Of course he would choose waterboarding over getting his fingers smashed by a sledgehammer.

He already did.

He did one and not the other.

Not to discount how awful an experience it was, but his actions belie his rhetoric.

Course it would have been much harder to type the effect had his fingers been smashed and he likely would have been committed somewhere after telling people what he had done. I guess waterboarding himself isn't as much cause for psychological worry.

Cedarford said...

Slim999 has it right. A Lefty BDS sufferer out to make an Internet show out of himself so he can call waterboarding the penultimate in torture - and equate it to real, gruesome torture. (which he wisely refuses to experiment with..."I had a friend then start smashing all my fingers with a sledgehammer next, just to verify waterboarding was worse, but we stopped at the 1st finger..."

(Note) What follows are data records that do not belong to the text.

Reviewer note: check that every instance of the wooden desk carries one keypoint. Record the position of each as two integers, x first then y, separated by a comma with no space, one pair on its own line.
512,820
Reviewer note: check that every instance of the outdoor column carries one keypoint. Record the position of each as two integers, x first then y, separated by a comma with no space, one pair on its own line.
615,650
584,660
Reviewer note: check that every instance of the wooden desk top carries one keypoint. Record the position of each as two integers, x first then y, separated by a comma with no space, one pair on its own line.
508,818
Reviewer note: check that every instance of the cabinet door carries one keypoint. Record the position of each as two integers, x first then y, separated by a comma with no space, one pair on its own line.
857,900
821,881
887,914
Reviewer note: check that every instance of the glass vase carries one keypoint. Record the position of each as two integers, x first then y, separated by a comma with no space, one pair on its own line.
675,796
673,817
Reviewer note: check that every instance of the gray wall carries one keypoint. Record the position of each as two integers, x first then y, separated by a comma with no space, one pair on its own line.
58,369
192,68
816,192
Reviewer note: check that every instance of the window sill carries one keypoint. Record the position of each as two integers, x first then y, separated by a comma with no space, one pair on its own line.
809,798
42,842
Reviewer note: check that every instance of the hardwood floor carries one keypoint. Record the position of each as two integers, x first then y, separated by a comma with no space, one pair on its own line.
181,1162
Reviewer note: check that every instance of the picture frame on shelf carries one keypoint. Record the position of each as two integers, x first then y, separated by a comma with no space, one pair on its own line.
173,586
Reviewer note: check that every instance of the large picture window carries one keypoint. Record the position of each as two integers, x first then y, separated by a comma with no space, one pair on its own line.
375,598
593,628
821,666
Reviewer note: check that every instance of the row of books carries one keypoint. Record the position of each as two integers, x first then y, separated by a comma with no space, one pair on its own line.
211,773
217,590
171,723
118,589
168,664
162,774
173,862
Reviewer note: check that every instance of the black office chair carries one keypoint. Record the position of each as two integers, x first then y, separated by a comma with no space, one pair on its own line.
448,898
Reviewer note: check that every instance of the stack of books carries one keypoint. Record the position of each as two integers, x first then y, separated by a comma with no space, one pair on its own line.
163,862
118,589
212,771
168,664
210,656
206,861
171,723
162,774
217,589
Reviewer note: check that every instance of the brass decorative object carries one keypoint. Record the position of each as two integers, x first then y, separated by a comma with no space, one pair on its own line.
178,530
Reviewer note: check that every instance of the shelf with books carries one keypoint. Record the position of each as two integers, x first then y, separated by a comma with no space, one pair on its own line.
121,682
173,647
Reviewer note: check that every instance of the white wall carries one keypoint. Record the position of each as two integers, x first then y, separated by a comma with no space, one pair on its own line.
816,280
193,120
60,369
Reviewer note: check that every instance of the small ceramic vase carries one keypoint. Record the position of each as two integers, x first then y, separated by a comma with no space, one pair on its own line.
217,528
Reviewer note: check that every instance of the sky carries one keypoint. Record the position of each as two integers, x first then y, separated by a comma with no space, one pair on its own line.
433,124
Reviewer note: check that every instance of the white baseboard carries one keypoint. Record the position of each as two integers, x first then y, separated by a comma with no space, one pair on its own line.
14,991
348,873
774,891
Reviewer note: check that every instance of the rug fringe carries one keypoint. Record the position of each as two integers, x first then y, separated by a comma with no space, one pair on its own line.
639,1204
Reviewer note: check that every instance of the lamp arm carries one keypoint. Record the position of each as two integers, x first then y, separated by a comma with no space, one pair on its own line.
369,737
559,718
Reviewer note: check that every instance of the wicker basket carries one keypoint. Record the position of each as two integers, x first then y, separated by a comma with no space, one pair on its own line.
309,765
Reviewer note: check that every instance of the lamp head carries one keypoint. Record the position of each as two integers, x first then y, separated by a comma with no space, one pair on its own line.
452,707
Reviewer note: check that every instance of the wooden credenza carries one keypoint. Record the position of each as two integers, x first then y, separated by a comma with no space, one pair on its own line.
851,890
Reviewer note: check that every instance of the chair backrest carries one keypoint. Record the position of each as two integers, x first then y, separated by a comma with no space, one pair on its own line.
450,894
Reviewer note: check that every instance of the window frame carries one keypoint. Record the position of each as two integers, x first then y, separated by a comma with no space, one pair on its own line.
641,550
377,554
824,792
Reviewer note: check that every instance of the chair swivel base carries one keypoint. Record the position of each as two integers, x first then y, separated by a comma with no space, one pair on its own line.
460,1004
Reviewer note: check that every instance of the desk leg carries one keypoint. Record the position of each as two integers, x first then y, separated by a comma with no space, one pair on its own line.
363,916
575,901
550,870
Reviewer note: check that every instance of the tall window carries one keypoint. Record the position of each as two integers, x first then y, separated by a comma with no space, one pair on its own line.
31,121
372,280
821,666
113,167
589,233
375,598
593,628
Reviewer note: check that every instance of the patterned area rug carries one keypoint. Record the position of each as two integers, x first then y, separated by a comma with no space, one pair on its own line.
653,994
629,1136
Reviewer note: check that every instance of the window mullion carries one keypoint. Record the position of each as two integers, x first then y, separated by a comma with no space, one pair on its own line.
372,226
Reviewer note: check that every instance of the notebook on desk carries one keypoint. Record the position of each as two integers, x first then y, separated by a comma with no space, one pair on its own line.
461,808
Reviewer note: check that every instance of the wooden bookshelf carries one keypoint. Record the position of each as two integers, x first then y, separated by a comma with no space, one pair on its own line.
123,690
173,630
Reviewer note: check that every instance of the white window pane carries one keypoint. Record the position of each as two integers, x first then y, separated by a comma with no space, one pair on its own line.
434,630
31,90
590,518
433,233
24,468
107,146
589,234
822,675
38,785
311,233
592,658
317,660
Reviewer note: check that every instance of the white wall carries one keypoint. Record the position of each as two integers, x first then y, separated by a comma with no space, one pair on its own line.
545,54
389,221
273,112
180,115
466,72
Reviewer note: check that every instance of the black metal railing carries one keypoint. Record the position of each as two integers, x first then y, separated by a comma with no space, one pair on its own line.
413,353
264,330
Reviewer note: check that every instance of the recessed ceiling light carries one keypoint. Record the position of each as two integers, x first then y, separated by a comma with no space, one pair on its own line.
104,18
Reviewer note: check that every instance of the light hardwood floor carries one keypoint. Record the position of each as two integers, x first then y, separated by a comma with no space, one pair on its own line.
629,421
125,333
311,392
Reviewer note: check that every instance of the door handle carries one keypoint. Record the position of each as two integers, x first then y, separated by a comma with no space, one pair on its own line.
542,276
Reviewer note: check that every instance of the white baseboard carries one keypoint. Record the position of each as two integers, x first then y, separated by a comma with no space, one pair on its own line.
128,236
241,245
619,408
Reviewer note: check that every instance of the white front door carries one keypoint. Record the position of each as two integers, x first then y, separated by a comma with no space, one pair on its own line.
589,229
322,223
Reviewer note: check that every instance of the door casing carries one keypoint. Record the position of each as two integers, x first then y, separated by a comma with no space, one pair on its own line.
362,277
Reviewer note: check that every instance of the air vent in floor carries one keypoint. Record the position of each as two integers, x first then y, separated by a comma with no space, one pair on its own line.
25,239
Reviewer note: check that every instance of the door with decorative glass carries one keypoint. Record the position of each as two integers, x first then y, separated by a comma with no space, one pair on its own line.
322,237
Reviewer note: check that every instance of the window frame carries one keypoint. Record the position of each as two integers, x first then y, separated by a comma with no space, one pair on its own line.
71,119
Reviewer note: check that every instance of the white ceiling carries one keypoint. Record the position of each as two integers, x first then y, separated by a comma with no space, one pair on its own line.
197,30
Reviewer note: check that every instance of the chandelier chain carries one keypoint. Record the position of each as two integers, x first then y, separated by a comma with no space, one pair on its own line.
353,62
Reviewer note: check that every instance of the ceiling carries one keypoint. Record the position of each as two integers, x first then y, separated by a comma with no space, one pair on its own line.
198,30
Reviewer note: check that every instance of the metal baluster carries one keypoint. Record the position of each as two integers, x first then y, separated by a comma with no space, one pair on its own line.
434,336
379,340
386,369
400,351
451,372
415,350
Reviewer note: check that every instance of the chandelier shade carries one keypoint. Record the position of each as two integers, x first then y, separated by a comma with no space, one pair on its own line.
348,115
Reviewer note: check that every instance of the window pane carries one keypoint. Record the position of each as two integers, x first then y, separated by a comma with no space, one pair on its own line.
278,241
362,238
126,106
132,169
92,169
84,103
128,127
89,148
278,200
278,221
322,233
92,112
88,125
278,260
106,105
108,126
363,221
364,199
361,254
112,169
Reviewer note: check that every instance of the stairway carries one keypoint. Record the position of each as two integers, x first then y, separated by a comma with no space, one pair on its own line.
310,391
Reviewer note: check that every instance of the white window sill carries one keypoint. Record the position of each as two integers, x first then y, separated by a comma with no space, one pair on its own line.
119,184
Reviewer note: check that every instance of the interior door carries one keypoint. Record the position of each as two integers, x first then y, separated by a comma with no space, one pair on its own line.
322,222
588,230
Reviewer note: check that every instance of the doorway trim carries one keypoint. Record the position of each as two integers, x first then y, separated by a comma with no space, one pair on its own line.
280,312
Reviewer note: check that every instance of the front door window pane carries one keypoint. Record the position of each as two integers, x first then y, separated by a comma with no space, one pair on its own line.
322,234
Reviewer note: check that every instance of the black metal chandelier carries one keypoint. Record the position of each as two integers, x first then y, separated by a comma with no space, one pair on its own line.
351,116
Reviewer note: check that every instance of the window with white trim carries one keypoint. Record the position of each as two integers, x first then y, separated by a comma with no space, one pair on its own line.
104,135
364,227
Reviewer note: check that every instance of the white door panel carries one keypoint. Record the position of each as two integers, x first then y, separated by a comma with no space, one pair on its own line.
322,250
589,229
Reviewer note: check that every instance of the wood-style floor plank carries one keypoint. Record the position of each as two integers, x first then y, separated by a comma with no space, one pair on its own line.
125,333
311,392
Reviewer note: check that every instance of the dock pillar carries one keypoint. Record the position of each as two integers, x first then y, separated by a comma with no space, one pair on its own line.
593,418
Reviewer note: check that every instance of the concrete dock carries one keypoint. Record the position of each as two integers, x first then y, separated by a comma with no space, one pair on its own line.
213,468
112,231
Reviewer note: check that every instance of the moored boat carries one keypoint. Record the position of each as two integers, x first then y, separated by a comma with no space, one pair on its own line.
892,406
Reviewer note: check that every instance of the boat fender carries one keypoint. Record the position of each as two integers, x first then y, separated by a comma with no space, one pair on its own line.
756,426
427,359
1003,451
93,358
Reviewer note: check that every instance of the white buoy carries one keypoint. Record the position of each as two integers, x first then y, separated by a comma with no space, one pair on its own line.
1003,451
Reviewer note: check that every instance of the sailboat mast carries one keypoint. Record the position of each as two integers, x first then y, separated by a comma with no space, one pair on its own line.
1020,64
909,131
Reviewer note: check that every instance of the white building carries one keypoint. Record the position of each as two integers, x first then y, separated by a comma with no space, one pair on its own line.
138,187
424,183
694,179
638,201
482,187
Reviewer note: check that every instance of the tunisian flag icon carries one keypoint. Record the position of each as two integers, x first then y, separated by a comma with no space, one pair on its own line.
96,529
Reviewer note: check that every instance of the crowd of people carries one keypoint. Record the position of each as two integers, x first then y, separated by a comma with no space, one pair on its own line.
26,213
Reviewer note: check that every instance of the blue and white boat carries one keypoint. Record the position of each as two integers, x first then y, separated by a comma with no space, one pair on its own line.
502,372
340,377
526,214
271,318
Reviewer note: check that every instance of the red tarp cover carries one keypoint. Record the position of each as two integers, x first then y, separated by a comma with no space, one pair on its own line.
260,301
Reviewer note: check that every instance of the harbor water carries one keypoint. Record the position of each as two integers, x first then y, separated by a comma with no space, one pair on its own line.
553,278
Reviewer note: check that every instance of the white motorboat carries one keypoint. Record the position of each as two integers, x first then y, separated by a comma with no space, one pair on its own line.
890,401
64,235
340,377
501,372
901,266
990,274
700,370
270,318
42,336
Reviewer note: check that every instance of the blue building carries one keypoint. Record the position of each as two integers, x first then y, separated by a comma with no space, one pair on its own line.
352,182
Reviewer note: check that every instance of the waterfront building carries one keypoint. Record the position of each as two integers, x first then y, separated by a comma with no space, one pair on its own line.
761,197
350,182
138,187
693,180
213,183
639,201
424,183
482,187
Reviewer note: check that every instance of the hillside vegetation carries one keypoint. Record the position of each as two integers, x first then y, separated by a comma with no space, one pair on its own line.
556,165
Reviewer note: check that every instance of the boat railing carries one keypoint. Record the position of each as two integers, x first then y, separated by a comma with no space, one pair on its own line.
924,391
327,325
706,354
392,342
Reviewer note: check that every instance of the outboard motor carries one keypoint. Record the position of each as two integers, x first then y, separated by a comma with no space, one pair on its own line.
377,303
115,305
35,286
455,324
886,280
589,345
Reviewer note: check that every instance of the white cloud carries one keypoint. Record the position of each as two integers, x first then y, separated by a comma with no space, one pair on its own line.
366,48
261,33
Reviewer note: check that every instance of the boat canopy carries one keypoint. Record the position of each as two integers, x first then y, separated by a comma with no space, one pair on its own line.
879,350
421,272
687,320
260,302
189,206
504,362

We already have a very large cadre of people to ask about it and whether or not they would choose to have all their fingers smashed by a sledgehammer instead. That would be the tens of thousands of Americans who have been waterboarded over the years at US military SERE (Survival Evasion Resistance Escape) school. A few such graduates have posted here with Ann Althouse describing it and simultaneously saying it works in getting accurate truthful info from the subject and endorsing it's use on terrorists to save American lives.

Their opinion is it is most unpleasant, but not in any way bad enough they would prefer all their fingers smashed or other grisely torture, to it.

Perhaps another choice.

1. Decide that thousands having a choice between jumping from or burning to death in the WTC or future victims of Jihad in similar circumstances is far more terrible than waterboarding just 3 enemy Islamists who target civilians over the last 6 years. A technigue that offers no excrutiating pain or lasting physical harm. Continue work on scientifically advancing other interrogation methods such as drugs, brain scans that can get life-saving info and make waterboarding obsolete.

OR

2. Decide that terrorist rights under laws and conventions they reject following themselves trump saving innocent lives.

EnigmatiCore said...

Reading some excerpts, I came across this (ellipsis mine):

"There was no choice, or chance, and willpower was not involved.
I never felt anything like it... where I was ... never in any danger."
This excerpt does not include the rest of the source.